# Kernel Based Virtualization (KVM) Install Problem

## Voorhees51

I'm trying to get KVM to work on my CPU that supports it.

 I was following the KVM guide https://help.ubuntu.com/community/KVM

 I compiled the KVM options in the kernel, built in to it not as modules.

  Kernel Version: 2.6.21-gentoo-r3

I emerged qemu as trying to follow the guide.

I can't find the kvm  command to start the machine, where's it at?

I want to be able to use KVM not just the qemu emulation.

Any help would be much appreciated.

 Thanks

----------

## Bones

Why are you following Ubuntu instructions?  That page is telling you to use the Ubuntu KVM package, which would install the userspace component as "kvm".  That is not how the official KVM source installs it.

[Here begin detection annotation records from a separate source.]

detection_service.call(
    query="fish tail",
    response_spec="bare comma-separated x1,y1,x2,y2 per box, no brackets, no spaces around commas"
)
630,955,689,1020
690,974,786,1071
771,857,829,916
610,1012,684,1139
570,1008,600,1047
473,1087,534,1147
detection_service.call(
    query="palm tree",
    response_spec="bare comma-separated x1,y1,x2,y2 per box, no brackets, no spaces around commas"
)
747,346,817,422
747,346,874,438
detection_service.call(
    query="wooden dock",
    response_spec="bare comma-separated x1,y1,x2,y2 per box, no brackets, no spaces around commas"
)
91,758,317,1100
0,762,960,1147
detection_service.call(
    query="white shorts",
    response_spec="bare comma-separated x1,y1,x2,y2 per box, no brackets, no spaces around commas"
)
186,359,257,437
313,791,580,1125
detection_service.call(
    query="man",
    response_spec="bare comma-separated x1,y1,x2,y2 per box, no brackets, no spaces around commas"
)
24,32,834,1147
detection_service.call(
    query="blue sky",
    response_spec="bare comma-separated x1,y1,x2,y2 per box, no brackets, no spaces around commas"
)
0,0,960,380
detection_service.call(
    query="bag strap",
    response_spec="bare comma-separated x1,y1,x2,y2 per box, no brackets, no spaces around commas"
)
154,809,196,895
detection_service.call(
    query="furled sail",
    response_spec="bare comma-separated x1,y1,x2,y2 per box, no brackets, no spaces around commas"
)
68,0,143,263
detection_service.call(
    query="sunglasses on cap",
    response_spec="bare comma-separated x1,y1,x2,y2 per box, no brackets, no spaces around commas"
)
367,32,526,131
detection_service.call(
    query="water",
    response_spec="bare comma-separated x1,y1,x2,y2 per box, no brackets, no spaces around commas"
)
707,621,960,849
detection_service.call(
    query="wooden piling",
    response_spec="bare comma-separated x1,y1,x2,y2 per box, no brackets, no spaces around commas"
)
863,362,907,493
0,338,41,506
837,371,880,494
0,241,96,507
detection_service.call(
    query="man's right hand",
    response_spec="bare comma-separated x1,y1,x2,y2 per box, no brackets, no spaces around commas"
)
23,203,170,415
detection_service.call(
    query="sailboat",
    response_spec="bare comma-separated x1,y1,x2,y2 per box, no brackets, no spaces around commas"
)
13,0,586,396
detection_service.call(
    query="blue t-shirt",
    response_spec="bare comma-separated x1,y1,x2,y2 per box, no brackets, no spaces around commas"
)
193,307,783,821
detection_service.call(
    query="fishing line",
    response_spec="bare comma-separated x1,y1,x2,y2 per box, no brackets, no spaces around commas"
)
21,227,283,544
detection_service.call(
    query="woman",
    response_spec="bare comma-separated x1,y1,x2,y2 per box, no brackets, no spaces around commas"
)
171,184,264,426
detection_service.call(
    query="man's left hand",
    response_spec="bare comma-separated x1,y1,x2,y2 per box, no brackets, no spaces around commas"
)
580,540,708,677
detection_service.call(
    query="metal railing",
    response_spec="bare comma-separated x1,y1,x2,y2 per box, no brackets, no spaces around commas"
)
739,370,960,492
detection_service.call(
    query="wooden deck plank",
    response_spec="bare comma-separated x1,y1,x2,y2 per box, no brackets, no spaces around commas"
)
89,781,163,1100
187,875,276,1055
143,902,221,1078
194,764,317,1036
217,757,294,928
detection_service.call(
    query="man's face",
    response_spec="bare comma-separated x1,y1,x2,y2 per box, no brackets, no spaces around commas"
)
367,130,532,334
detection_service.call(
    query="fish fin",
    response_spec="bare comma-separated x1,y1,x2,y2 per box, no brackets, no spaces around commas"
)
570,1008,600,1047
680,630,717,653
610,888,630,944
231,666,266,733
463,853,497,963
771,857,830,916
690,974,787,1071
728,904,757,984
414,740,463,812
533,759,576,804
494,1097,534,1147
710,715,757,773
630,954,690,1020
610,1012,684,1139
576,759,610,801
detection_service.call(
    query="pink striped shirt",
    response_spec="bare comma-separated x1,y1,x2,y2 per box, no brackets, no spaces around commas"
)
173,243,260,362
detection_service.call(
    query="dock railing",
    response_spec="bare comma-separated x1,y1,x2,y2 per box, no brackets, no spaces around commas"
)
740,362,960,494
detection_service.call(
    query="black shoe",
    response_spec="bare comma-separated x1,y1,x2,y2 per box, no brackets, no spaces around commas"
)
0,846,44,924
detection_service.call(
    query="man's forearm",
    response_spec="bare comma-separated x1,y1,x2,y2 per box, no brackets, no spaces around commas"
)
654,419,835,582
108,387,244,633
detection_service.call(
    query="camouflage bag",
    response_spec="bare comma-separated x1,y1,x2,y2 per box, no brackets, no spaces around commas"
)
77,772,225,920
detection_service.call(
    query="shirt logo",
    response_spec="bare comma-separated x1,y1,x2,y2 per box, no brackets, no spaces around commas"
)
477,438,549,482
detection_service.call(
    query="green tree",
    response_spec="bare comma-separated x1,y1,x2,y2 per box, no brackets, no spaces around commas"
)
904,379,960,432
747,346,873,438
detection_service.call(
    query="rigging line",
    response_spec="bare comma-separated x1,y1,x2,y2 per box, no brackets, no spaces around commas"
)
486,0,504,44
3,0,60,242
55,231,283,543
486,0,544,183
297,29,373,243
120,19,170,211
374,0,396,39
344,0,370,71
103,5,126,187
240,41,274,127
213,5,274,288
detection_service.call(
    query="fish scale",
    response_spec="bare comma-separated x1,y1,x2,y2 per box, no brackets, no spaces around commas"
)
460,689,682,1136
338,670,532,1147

Don't use the KVM version that shipped with the 2.6.21 kernel unless you want to use an older KVM version for some reason.  There is an ebuild in bugzilla that will build the KVM module and userspace for you, using a more recent version of KVM.  Or just download the KVM source and configure/compile by hand.  Either way, the KVM userspace program is "qemu", not "kvm", unless you want to manually symlink it.

----------

## Voorhees51

I was trying to follow the Ubuntu guide, because I couldn't find docs on gentoo site.

 Ok, I'll check out the e-build or compiling it by hand.

 So in the kernel do I need to even enable the Virtualization choice and the option for my intel CPU if I'm using the

  ebuild or compiling it by hand?

 Also does the kernel and the kvm packages need to be build with the same version of gcc?

 Once I get it installed, how do I tell if it is using it as opposed to not using it for emulation?

----------

## monkeynuthead

Voorhees51,

If you want to run qemu with the kvm acceleration, you need to get the kvm version of qemu (got mine from downloads here), switch to gcc 3.4.6 temporarily using gcc-config, compile it and install it.  There are instructions on how to do this on the site.  My kernel is compiled with gcc 4.1.2.  When running you'll see qemu/kvm in the window title, instead of the normal qemu.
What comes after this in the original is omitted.